昨晩は飲み過ぎたので知らなかったが、今朝起きてスマホをいじり、アニエス・ヴァルダが亡くなったことを知った。もう90歳だから驚きもしないが、3年前のパリ滞在であまりに元気な彼女の姿を何度か見たので、何となく死なないような気がしていた。

最後に見たのは2016年4月20日で、レイモン・ドゥパルドン監督の新作「住民たち」Les habitantsの試写が20区の映画館であった時。上映開始間際に現れて、高名な評論家が席を譲ろうとしたのを覚えている。上映後のパーティでは至近距離で見て、スマホで写真も撮った(だから日付がわかる)。

その前は、4月10日のシネマテーク・フランセーズで、ジャック・ロジエの『トルチュ島の遭難者』(1974)というレアな映画を見に行った時。上映が終わり、監督のもとに声をかけに集まった人の群れの中に、彼女がいた。「ボンジュール、ジャック!元気?」と声をかけていた。

それから2000年頃に日本でも見た。今はなき栄光の映画会社、フランス映画社代表の柴田駿さんがフランスから勲章をもらった時の受勲式が横浜のフランス映画祭会場近くの船で開かれた。
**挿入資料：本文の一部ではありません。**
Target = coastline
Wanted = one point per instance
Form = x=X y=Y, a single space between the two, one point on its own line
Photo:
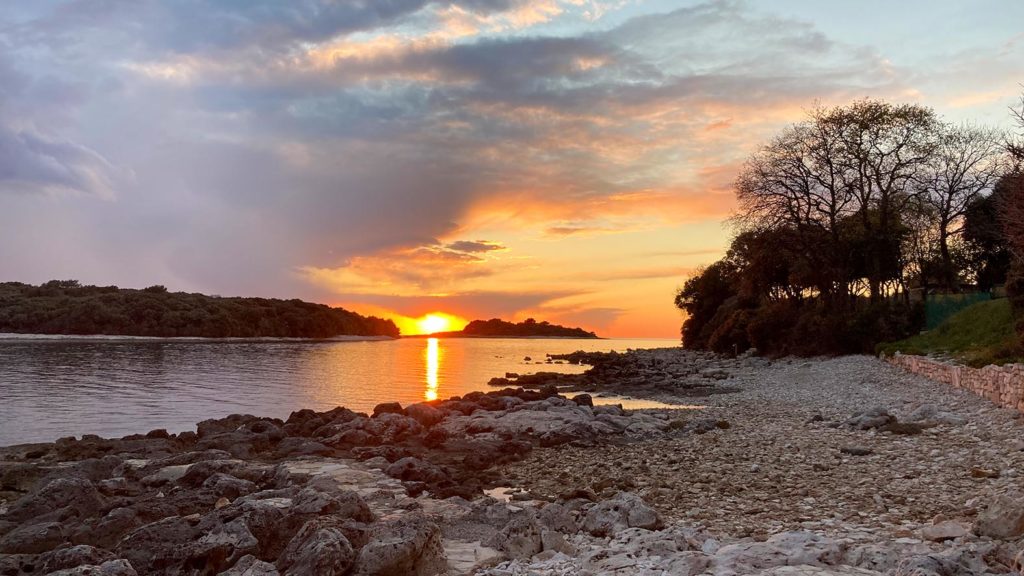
x=18 y=337
x=832 y=463
x=451 y=335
20人ほどの招かれた中に彼女がいて、日本の使い捨てカメラで写真を撮っていた。彼女の『冬の旅』を柴田さんが配給したからだろう。

考えてみたら、このいずれも誰かのためにやって来たので、自分の映画の上映などではなかった。それくらい、身軽というか、好奇心のおもむくままに、ひょいひょいと現れる行動力があったのだろう。彼女が監督した映画自体も、そうした思いつき的な軽さに満ちている。

去年日本でも公開された『顔たち、ところどころ』を見たら、その軽快さがわかると思う。若い写真家と二人でフランスを旅する話で、最後は写真家が会いたいというゴダールの家まで行ってしまう。

彼女の最初の長編『ラ・ポワント・クールト』(1955)を輸入盤DVDで見た感動についてはここに書いたから繰り返さないが、文字通りヌーヴェル・ヴァーグの最初の作品である。仏ルモンド紙の追悼記事を読んでいたらトリュフォーの『大人はわかってくれない』より4年、ゴダールの『勝手にしやがれ』より5年早いと書かれていたが、まさにヌーヴェル・ヴァーグが始まる前の映画。

南仏でパリから来た若い夫婦(夫は無名のフィリップ・ノワレ!)の倦怠を追いかけただけなのに、あのみずみずしさは何だろうか。人の仕草や表情を見せるだけの映画なのに、とんでもなく深い。超低予算で人間を追いかける彼女の映画とその生き方のすべてが詰まっていた。

ヴァルダについては後日もっと書きたい。とりあえずはフランスから取り寄せた短編集のDVDが手元にあるので、それを見ながら追悼する。